Unless you were born on the younger side of the 1990's, you probably remember the Sony Walkman, at the time an ingenious device that allowed you to listen to music and radio while on the run, revolutionizing the way people exercised and interacted with the outdoors.
All of us know about the iPod by now, which begs the inevitable question: which gadget is really better?
The Christian Science Monitor asked the question last month, noting the 30-year anniversary of the Walkman's release (this past July 1st). Sure, they're a part of our history, given the quick-moving advances of the digital world, but are Sony Walkmans an ancient relic of the past, or a still-relevant digital throwback?
Some who tried wearing one recently were met with some degree of ridicule. After all, one would expect Marty McFly to travel to our current generation from the middle of the 1980's with his Walkman in tow - not present-day people. It's hard not to be noticed wearing a Sony Walkman - it's more brick-like construction is best suited for a belt clip and can't sneak into your pocket or backpack quite so easily as an iPod.
One advantage of the Walkman over the iPod was found: two headphone jacks meant that two sets of headphones can be used on the Walkman, allowing two people to enjoy the same music without sharing the same pair of ear pieces.

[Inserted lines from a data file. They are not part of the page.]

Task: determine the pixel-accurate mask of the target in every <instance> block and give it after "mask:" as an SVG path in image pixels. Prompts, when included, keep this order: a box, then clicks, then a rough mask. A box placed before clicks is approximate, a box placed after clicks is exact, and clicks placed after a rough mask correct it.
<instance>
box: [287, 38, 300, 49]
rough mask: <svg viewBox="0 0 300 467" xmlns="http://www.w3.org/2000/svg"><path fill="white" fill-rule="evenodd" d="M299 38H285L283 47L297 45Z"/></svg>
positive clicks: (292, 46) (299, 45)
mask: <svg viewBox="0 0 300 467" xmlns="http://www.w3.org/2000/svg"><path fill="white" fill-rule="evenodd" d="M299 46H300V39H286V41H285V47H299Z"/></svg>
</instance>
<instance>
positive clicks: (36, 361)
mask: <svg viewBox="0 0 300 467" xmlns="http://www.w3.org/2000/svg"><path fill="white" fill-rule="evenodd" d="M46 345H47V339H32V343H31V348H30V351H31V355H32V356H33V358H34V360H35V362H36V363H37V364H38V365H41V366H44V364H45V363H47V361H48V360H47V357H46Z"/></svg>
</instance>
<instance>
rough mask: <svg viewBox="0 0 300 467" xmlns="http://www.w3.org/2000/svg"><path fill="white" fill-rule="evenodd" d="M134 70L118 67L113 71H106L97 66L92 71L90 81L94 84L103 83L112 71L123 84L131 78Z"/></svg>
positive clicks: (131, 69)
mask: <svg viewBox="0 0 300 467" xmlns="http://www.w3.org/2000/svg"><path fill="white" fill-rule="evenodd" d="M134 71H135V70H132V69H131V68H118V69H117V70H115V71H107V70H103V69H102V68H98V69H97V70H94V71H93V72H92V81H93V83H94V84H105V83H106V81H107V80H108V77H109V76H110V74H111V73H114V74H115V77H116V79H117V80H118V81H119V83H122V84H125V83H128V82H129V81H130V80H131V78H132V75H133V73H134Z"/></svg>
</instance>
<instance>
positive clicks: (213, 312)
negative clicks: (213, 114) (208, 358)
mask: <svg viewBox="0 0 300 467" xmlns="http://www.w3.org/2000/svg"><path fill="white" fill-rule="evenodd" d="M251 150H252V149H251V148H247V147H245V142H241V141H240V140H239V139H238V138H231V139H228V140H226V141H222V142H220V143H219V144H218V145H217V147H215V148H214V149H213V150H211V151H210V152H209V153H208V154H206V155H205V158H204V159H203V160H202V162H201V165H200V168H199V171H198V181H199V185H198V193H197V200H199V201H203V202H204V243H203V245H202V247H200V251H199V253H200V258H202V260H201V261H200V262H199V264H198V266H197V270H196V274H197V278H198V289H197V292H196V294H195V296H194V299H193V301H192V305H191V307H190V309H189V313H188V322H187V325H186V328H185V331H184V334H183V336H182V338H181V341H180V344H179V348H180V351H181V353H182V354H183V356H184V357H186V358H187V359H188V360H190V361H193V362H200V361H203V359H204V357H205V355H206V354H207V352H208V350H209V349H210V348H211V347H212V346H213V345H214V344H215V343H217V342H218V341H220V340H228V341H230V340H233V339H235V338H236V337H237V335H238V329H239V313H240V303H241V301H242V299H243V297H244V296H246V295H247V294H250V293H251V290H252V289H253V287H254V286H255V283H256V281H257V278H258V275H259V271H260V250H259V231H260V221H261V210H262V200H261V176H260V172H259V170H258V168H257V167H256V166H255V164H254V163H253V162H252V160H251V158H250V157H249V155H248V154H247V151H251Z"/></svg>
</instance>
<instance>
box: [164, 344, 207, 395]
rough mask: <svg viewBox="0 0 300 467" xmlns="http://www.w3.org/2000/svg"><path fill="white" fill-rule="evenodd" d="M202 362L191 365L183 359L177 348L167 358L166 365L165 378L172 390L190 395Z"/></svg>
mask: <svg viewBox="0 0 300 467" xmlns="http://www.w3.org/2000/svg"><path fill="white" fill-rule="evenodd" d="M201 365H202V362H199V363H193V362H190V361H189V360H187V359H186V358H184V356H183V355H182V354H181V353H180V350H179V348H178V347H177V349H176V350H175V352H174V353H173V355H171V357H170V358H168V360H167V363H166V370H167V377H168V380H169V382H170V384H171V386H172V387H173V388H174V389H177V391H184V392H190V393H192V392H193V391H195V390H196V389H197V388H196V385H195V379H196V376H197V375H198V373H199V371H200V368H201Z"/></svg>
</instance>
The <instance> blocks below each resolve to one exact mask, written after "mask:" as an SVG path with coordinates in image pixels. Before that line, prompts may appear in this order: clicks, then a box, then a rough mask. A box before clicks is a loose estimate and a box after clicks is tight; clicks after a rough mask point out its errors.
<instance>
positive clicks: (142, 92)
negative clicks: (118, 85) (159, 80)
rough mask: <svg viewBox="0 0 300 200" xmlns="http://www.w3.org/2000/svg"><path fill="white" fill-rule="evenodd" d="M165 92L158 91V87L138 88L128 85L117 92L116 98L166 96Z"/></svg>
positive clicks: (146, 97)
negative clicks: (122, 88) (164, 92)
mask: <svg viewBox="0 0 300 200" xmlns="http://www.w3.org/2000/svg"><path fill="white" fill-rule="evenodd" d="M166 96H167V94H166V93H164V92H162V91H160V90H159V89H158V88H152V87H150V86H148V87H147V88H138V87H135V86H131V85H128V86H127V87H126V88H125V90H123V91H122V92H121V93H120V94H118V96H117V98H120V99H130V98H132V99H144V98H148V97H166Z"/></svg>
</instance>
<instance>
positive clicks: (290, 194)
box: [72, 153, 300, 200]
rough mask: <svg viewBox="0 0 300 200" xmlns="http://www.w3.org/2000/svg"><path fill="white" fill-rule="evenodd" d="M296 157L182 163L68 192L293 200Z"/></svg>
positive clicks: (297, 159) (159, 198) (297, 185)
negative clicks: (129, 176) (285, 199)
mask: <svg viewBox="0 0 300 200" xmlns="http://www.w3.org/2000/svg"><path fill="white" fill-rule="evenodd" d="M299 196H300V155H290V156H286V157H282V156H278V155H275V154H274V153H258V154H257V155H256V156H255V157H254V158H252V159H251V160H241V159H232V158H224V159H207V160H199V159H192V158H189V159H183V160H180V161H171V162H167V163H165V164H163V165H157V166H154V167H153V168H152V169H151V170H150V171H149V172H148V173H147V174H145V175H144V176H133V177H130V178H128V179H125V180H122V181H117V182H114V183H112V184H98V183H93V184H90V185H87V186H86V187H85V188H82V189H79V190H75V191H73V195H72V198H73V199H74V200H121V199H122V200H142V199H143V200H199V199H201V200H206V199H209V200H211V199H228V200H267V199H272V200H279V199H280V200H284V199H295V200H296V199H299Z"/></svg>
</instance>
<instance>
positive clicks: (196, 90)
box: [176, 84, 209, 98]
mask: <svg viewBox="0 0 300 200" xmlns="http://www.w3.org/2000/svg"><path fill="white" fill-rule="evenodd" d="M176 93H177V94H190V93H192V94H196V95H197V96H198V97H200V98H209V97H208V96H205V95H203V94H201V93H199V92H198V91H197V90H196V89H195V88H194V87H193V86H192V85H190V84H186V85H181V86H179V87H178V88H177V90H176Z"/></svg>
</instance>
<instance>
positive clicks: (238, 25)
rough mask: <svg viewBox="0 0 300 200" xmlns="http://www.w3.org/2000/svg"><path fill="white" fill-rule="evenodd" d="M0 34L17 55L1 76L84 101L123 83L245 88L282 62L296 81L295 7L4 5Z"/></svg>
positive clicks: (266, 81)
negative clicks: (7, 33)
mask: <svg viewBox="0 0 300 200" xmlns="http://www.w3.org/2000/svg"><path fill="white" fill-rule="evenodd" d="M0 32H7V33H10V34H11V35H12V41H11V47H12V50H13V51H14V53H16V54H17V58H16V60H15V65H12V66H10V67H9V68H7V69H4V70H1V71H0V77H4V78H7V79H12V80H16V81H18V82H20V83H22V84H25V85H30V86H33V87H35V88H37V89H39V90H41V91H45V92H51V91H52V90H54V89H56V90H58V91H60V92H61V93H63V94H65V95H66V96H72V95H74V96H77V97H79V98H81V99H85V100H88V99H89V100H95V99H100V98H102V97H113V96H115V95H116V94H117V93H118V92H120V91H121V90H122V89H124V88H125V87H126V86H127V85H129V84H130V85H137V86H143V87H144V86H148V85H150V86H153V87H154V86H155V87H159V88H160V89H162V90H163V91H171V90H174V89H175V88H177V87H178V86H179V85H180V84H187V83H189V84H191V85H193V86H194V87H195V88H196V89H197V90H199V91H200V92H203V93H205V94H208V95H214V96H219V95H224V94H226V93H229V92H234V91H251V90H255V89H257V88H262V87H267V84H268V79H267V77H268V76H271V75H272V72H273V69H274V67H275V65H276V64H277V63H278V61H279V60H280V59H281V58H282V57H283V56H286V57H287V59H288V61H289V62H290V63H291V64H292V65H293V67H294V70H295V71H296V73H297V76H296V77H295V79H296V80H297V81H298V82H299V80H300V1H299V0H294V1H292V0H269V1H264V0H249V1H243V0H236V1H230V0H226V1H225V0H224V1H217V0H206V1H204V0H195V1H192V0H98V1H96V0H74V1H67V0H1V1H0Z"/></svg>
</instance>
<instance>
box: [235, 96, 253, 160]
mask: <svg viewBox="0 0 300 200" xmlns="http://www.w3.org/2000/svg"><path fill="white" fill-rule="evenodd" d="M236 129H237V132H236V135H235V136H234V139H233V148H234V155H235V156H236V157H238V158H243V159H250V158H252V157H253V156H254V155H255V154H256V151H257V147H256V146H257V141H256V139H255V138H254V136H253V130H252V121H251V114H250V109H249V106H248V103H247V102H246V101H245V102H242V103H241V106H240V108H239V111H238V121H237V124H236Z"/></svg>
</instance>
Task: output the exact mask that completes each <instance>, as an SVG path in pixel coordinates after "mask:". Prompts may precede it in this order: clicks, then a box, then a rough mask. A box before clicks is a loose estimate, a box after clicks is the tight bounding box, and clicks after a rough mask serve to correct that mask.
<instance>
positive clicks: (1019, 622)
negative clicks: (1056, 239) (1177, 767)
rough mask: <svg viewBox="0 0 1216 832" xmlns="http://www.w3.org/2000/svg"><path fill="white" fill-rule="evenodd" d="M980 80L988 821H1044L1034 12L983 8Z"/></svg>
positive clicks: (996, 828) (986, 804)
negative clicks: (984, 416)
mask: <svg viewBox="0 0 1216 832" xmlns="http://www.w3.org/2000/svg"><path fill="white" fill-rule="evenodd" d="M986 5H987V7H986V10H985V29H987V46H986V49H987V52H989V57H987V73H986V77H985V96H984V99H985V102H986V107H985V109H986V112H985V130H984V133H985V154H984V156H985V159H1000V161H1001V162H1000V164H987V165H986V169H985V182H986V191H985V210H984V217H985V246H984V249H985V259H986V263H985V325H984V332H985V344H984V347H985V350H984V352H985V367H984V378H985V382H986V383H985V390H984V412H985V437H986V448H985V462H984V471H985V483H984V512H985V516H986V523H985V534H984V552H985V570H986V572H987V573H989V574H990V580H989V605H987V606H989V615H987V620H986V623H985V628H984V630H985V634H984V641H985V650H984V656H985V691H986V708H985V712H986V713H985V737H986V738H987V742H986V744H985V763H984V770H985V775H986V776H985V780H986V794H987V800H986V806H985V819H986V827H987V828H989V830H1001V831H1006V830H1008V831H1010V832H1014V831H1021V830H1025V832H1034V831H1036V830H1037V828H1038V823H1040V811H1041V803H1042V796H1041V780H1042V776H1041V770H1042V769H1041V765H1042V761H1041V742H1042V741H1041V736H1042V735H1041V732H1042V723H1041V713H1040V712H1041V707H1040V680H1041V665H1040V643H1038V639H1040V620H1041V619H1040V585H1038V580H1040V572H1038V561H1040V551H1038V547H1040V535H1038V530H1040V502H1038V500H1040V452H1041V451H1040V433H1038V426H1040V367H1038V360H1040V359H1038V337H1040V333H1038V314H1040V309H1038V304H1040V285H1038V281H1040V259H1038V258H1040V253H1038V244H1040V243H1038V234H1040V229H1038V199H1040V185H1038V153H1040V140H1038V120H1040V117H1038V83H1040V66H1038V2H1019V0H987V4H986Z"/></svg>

In order to properly weigh each device against each other, some degree of cultural relativism will have to be employed. Sony's Walkman was impressive for its era, just as today's iPod has revolutionized the way we think about and listen to music. If the iPod dominates the Walkman in terms of amount and variety of audio potential, the Walkman still deserves credit for calling attention to the need of portable music in the first place.
As much as the current generation might enjoy looking down on the portable options of the past, we have to realize that the ever-accelerating world of digital technology will probably make the iPod look ancient in a matter of years. After all, the original iPod wasn't equipped with the type of technology now packed into iPhones and Palm Pre's. So take it easy on the Walkman: it was your dad's iPod.